Fourth District Supervisor Tina Scott has volunteered at the Stand Down for the past three years and works closely with county partner organizations to help meet the needs of Lake County’s homeless population. She said it was important for veterans who are homeless to be counted properly in order  to secure the funding needed to continue to provide vital services.

The 2019-2020 Grand Jury, in their final report presented in early summer, found that there is a dramatic under-counting of the homeless population in Lake County, which could equal a difference of approximately 2,500 homeless people counter to the 572 tabulated by the annual one day Point in Time Count.

Scott said it has been a challenge to reach this population, a segment of which does not want to be found and cannot be reached through traditional methods, but instead mostly by word of mouth. She added that events such as the Stand Down held this weekend serve to get the word out about resources available.

“We are providing all kinds of services Lake County never had,” she said, adding that the Continuum of Care, a HUD‐designated organization that is committed to the goal of eradicating homelessness, continues to do some amazing work.

According to the National Coalition for Homeless Veterans, the original Stand Down for homeless veterans was modeled after the “Stand Down” concept used during the Vietnam War to provide a safe retreat for units returning from combat operations.
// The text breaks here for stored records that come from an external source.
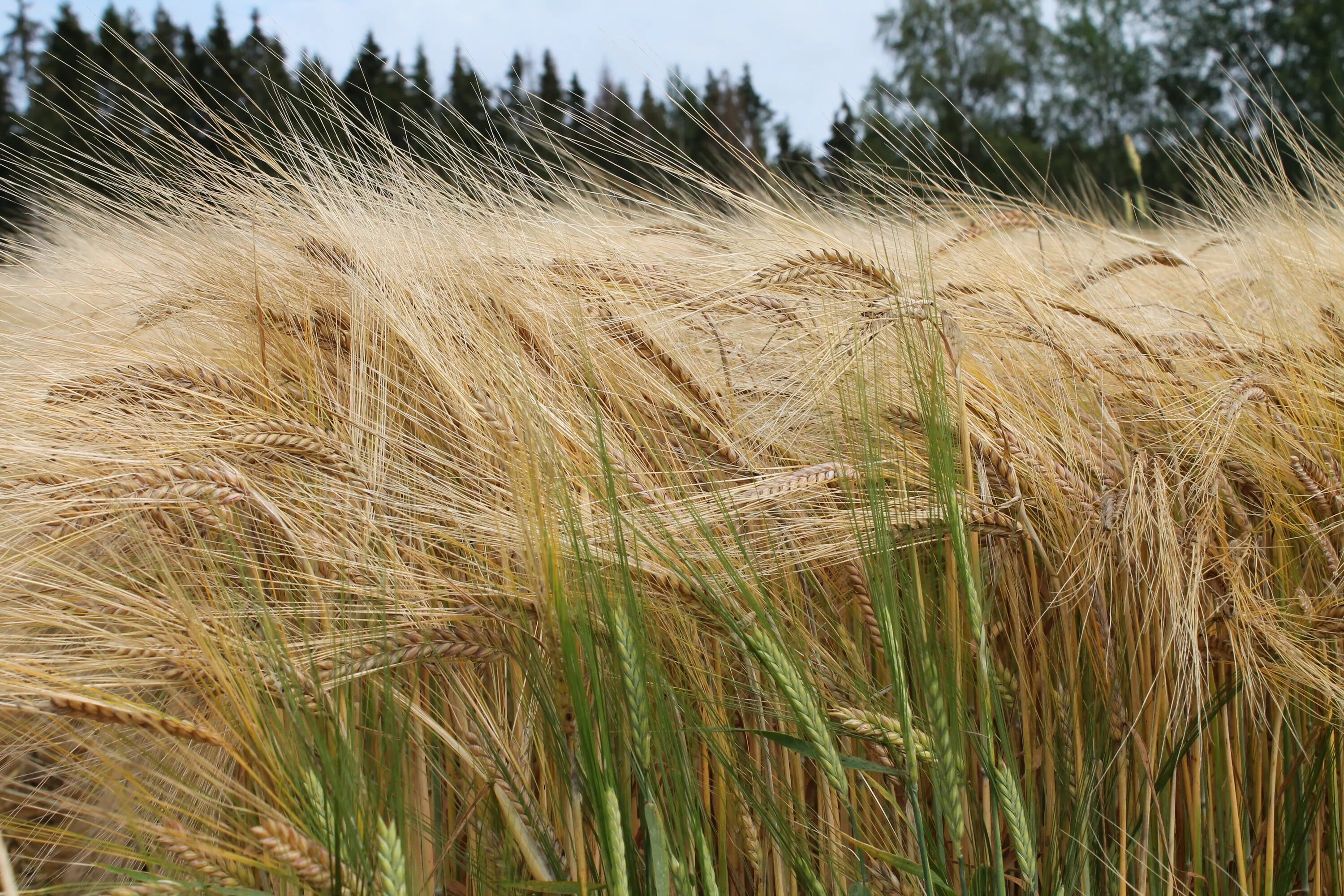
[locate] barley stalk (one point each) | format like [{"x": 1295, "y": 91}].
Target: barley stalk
[
  {"x": 875, "y": 726},
  {"x": 816, "y": 260},
  {"x": 1008, "y": 796},
  {"x": 772, "y": 657},
  {"x": 292, "y": 437},
  {"x": 177, "y": 841},
  {"x": 815, "y": 474},
  {"x": 134, "y": 716},
  {"x": 311, "y": 862},
  {"x": 392, "y": 862}
]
Unfortunately for those who participated in that conflict, society at the time proved to be very unkind or disrespectful of returning veterans, an attitude which seems to have changed over time according to some of the members of the Santa Rosa based VVA chapter 223 who volunteered at Saturday’s Stand Down.

Still, there are stigmas and problems that have to be overcome.

“My son is a veteran of Afghanistan, he is 100 percent disabled,” said Dan Stover, VVA member. “I had to help him to get his V.A. (benefits.)”

Nikki Derr, Services Coordinator for the Disability Services and Legal Center Ukiah office said the organization provides assistance with benefits, housing, legal issues and more for residents of Mendocino and Lake Counties and works closely with the veteran population providing medical equipment, computer aids, and many other services.

“We are advocates for people with disabilities and we operate a law clinic where we help people with things such as applying for their social security benefits,” said Derr adding that in her estimation, a big component of the social problems both counties face which still needs to be addressed is mental health, which she said remains a common problem.

Her organization is there to assist people with planning, scheduling and budgeting through personal assistance services, affordable housing resources, assistive technology which includes help with rehabilitative and adaptive devices for people with disabilities.